It's nothing new for the British media to pass judgement on something it knows little to nothing about, and once the media commentators have had their say, for the British public to wade in in its opinionated droves. As a population, we're not exactly backward about coming forwards.
Still, Sheryl Sandberg might be forgiven for raising an eyebrow at the press coverage she's garnered in the past seven days, and the vast majority of that all before her new book had even been published this side of the Atlantic.
The COO of Facebook, and first female board member of the social media giants, admitted in a smattering of the pre-sale interviews she'd undertaken, that her debut book, Lean In, hadn't been much good in its first incarnation, but after friends and colleagues persuaded her to add some personal stories, it became a much stronger proposition.
The problem with adding the personal to anything in the digital age? The attacks become personal, too.
With my own copy still bookshelf fresh, I'll hold off before passing my own opinion, although I've been a huge fan of Sheryl's ever since I read an interview with her, in which she suggested it was absolutely fine for women to cry at work. In one passing comment she legitimised my handful of workplace meltdowns (handful, right, it's not an everyday occurance). Her insistence that women learn to negotiate better deals for themselves at work, whether that's financial or otherwise, gets my vote too. The list goes on and I'm not at the contents page yet.
The only person giving Sheryl a run for her declining Facebook shares in column inches this week? God, who thanks to the anointing of a new Pope, saw a sudden surge in interest, dare one say it, even popularity across the web.
If trends really are as simple as what's at the top of Twitter, then religion has never been so in vogue.
As any fashionista worth her salt would advise Pope Francis, when something's hot it's only a matter of time before the trend has passed and the fashion pack move onto something new. Here's hoping he capitalises on his talkability and uses his early days in office to do something tangible. (And I'm not talking about making cassocks and red hats runway worthy.) If we can't expect the head of the Catholic Church to embrace the gay community, abortion rights and contraception, then let's hope at the very least he'll be outspoken on the abuse accusations his church is so unwilling to face head on.
Where did you find out about the new Pope? Chances are it wasn't a newspaper.

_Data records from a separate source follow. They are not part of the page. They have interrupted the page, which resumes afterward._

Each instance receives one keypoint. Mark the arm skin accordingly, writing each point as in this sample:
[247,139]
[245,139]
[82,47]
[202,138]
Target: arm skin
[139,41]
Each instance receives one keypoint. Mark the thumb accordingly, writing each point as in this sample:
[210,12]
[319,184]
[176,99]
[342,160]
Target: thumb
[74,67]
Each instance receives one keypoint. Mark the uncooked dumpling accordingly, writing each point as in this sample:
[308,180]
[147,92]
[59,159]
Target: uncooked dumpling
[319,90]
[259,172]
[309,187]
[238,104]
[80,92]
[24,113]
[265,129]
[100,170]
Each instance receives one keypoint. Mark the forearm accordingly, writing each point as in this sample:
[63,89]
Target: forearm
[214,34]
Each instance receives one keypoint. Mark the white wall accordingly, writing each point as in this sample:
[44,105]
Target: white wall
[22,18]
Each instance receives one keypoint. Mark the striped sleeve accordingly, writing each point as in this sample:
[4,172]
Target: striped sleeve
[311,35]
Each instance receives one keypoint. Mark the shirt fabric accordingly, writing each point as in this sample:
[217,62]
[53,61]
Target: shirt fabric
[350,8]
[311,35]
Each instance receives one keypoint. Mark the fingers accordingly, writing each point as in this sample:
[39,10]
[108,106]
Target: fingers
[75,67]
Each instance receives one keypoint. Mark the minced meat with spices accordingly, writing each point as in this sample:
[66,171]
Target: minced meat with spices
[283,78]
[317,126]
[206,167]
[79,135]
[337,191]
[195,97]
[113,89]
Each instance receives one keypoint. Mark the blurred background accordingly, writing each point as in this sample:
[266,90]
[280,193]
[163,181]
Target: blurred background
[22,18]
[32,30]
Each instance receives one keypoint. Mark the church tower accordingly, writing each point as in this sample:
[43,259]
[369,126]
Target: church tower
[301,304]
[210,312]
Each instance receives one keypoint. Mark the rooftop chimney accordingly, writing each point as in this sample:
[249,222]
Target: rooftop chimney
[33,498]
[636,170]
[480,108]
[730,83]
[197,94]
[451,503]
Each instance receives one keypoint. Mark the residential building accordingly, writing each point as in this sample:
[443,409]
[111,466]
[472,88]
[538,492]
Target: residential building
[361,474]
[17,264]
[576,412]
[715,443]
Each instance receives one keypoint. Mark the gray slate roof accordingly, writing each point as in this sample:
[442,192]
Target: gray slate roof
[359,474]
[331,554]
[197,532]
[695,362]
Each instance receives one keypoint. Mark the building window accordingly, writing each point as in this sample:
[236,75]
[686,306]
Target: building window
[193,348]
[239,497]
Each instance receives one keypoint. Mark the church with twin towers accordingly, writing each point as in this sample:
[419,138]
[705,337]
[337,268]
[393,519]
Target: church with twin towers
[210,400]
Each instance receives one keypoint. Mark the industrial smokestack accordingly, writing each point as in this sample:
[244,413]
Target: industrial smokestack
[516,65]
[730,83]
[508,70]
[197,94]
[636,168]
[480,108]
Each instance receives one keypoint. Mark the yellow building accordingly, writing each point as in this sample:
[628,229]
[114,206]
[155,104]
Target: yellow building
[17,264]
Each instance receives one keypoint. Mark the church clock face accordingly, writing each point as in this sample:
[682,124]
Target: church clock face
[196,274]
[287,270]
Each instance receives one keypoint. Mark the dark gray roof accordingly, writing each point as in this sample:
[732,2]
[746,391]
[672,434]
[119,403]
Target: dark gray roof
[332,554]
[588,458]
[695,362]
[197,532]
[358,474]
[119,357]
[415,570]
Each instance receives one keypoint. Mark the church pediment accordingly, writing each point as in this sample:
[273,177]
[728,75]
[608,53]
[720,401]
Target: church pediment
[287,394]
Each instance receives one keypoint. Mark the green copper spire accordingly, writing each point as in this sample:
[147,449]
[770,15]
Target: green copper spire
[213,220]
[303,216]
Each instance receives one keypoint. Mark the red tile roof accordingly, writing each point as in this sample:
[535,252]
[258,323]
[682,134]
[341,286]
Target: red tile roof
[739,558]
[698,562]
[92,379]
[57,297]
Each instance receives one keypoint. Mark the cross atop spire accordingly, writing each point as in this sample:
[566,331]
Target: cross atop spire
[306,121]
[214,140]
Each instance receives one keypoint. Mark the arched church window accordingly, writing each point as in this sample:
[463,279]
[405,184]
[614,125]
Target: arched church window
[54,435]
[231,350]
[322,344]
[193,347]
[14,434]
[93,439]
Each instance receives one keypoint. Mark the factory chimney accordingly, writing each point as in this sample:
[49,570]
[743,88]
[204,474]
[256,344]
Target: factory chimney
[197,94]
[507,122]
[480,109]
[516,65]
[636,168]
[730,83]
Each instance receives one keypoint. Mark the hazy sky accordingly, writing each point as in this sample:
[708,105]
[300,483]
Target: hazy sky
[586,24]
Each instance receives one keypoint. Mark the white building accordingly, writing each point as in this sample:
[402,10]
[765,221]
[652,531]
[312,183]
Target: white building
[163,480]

New figures out this week confirmed what most of us know already: the majority of us get our news online today (yesterday too, in fact) and are purchasing papers in ever decreasing numbers. Only 71% of men and women under 24 have read a daily newspaper in the past year. And the paper they read in the highest numbers is the Metro, so they're not parting with cash even when print does
provide their daily view of the news.
David Cameron might be spending his weekend worrying about Monday's press regulation vote in the Commons, but the population responsible for making him prime minister is moving at a far quicker pace online. At the rate things are going, there won't be any newspapers left to regulate by the time some decisions are made.
Short of requesting some divine intervention, maybe it's time for Cameron to ask Sheryl Sandberg to come and sort out his issues for him. Just don't be surprised if she suggests adding a few more women to the cabinet while she's at it.